Parmi les qualités admirables de la pensée de Philippe Descola, les moins contestables sont sans doute sa régularité et sa constance. Régularité : un peu moins de dix ans séparent son ouvrage-manifeste, Par-delà nature et culture (2005), d’une première formulation de l’argument dans un petit article de 1996 [1] ; un peu plus de dix ans encore séparent son dernier livre, Les Formes du visible (2021), d’une première proposition comparative sur l’anthropologie des images, parue en 2010 en marge d’une exposition au musée du Quai Branly [2]. Constance : Les Formes du visible se place dans le prolongement exact de Par-delà nature et culture, dont il continue de dérouler le programme comparatif des « formes de mondiation » [3] et dont il reprend le modèle en quatre ontologies (animisme, totémisme, analogisme, naturalisme), introduisant seulement, à la faveur de deux « variations », la possibilité d’une hybridation entre certaines d’entre elles.

Pluralisme ontologique

Rappelons brièvement les termes de la proposition ontologiquement pluraliste de Philippe Descola, car il est indispensable de saisir cette dernière et de l’admettre – au moins par hypothèse – pour suivre le propos de son dernier livre. Si l’on envisage la diversité des modalités selon lesquelles les populations humaines (à toutes les échelles de « collectifs » qu’elles peuvent se trouver former) perçoivent, classent et interagissent avec le monde, alors on se rend compte (selon Philippe Descola, donc) que ces modalités varient en fonction des continuités et discontinuités que chaque sujet humain se sent fondé (de par l’intériorisation de schèmes cognitifs façonnés dès l’enfance) à identifier avec les êtres du monde qui l’entourent. Pour le dire plus simplement : mon ontologie dépend de la proximité ou de la distance que je suis habitué à reconnaître avec cet arbre, ce flocon de neige, ce renard, ce tapir ou cette pierre. Sont-ils faits de la même matière que moi ? Pensent-ils ? S’organisent-ils en société ? etc.

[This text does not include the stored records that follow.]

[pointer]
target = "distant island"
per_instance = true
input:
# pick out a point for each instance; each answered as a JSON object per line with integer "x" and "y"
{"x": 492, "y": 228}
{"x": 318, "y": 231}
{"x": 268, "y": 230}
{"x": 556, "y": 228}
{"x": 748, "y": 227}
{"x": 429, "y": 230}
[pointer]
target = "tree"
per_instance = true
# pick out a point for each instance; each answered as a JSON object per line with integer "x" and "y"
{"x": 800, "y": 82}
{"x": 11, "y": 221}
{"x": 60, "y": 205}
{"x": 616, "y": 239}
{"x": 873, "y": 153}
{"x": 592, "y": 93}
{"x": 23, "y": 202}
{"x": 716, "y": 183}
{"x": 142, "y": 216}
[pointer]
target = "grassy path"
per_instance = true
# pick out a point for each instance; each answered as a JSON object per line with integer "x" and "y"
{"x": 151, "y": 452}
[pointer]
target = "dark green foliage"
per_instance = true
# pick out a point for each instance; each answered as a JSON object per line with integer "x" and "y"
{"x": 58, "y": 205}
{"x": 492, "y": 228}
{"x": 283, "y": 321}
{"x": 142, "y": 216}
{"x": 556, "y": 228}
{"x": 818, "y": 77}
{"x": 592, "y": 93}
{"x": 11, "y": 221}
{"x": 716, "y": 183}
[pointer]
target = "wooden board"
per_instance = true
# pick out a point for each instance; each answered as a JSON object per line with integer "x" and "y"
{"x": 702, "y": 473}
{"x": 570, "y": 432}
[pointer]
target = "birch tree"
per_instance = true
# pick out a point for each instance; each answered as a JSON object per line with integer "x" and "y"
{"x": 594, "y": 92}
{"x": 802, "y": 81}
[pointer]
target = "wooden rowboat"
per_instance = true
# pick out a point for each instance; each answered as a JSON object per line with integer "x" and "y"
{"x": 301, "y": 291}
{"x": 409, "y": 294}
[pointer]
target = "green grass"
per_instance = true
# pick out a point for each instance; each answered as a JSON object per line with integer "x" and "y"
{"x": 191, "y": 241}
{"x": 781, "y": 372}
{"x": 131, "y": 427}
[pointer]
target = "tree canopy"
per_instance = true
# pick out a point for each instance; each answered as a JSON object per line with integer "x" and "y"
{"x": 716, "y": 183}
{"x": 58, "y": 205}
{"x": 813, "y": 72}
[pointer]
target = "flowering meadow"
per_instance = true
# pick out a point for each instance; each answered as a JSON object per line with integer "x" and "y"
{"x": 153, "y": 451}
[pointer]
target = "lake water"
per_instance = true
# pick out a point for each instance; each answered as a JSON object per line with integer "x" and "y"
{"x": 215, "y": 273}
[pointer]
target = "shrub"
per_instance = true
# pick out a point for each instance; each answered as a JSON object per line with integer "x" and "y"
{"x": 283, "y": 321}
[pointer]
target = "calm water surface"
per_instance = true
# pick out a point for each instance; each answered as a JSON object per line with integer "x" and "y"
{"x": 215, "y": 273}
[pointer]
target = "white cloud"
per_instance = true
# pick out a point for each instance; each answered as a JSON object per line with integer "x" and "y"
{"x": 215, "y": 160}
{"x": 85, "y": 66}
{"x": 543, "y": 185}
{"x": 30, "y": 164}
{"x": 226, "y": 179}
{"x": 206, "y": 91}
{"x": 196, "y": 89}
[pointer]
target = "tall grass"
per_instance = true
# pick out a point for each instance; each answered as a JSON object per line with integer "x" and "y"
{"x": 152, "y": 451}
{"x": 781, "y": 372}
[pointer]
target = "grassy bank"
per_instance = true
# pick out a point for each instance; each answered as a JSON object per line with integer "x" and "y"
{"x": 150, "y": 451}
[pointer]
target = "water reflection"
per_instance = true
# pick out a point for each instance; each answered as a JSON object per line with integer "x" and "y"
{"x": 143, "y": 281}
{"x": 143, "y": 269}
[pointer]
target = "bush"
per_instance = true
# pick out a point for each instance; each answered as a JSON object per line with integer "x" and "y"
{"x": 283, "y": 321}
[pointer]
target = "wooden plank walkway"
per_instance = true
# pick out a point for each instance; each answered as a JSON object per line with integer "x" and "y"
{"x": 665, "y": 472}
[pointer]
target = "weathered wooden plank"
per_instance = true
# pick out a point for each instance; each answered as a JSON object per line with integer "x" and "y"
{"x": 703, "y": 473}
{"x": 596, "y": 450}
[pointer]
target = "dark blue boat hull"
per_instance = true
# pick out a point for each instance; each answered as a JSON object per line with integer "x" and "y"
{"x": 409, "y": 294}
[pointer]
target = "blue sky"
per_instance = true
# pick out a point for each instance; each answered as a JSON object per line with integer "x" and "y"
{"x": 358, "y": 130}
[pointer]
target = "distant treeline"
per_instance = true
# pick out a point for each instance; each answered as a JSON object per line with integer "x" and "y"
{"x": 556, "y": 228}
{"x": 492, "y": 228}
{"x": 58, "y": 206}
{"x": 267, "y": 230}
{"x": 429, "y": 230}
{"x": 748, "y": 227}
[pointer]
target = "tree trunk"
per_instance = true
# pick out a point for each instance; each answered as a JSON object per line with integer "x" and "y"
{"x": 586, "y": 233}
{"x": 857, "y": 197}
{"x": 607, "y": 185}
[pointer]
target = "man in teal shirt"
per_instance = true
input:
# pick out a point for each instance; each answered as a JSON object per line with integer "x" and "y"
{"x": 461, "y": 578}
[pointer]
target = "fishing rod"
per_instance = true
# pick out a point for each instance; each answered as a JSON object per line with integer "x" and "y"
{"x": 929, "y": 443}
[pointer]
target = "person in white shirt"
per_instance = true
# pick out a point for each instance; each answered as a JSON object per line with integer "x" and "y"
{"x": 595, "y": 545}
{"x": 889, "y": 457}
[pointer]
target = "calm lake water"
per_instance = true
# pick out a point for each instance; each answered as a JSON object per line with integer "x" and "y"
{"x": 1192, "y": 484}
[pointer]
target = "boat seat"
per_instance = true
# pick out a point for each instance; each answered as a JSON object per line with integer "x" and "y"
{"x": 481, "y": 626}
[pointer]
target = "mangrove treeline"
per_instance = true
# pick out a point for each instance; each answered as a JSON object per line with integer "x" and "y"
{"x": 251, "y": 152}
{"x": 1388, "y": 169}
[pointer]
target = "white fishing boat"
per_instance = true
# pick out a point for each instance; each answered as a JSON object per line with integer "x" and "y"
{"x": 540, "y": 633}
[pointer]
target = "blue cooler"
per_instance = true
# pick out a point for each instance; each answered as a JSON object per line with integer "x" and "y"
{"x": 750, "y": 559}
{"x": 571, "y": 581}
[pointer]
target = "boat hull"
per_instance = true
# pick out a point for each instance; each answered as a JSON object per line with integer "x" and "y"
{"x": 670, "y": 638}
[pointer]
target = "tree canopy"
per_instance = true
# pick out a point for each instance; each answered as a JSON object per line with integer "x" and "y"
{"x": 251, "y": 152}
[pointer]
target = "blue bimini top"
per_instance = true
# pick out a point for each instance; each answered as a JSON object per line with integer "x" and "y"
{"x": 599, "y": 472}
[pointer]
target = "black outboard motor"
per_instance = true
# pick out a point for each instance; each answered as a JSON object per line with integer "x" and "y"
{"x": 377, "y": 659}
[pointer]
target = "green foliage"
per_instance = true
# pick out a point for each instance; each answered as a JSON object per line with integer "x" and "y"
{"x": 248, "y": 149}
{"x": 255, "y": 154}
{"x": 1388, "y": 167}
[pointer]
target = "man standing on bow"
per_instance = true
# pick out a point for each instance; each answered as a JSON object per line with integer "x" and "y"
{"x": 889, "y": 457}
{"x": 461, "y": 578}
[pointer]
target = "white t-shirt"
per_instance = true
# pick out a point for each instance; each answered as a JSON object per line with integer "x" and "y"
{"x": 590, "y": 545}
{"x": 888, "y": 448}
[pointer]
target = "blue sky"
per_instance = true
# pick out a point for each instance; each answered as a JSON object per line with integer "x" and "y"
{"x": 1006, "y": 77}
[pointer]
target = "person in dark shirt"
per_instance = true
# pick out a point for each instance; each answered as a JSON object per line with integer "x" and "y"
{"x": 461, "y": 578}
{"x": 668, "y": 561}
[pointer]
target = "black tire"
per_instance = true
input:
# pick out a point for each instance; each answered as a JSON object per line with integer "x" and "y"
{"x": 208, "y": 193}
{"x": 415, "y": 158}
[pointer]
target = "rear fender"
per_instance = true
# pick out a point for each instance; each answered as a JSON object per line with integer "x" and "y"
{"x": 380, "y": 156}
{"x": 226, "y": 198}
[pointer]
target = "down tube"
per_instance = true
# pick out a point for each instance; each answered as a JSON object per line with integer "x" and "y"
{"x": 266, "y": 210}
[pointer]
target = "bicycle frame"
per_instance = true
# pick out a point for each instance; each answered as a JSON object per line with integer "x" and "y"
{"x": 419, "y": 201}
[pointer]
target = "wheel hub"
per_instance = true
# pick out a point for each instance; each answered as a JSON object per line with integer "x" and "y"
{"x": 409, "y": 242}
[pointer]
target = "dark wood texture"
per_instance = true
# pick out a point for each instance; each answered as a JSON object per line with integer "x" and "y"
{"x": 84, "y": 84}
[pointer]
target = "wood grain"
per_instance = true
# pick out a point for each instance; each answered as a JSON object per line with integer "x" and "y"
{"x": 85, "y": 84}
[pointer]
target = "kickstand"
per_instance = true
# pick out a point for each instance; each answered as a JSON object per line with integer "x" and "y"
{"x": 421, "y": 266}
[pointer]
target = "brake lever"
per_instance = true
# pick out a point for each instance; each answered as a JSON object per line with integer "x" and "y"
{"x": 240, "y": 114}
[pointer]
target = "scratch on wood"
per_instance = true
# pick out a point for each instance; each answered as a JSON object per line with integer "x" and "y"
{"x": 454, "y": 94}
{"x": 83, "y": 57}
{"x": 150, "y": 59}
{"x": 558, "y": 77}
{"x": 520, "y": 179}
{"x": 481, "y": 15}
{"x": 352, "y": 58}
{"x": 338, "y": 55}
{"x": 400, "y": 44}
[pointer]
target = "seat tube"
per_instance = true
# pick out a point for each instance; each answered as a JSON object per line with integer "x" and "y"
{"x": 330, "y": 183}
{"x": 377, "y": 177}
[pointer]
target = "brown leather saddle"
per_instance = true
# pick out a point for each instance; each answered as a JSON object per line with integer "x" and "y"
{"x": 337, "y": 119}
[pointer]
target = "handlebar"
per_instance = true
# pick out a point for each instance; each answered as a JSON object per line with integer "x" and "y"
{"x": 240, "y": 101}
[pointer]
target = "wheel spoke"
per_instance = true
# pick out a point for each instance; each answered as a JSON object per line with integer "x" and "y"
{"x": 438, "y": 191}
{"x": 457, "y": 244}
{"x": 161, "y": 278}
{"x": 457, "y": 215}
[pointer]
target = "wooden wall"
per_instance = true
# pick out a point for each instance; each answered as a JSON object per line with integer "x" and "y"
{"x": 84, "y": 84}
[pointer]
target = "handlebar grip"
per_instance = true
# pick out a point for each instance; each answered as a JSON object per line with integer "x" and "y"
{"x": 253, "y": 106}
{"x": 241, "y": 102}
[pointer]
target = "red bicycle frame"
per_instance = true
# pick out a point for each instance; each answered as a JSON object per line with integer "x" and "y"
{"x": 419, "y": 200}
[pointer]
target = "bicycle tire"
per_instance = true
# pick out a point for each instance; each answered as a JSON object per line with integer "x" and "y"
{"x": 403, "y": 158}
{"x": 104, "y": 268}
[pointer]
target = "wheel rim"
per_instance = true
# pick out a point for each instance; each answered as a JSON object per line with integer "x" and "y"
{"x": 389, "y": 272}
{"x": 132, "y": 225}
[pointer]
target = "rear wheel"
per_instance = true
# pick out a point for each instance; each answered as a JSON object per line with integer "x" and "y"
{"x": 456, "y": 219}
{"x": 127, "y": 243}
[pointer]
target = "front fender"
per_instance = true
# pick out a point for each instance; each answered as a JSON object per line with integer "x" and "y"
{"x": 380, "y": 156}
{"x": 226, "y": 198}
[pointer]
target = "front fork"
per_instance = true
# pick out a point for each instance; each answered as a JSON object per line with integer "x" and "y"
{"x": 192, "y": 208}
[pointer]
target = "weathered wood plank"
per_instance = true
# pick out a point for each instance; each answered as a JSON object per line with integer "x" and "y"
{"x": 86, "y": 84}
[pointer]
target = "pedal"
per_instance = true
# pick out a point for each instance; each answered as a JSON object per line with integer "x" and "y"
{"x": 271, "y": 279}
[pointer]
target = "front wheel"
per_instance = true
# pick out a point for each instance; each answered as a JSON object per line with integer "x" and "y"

[…] cet oiseau qui me toise, ce banc de brume qui m’enveloppe peu à peu, cette marmite qui déborde, ont-ils des intentions, des aspirations, des désirs du même genre que les miens ? S’adressent-ils à moi ? Avons-nous des qualités de forme ou de tempérament en commun ? Partageons-nous une même essence ou une même origine ? Sommes-nous faits des mêmes composantes ? (p. 52-53)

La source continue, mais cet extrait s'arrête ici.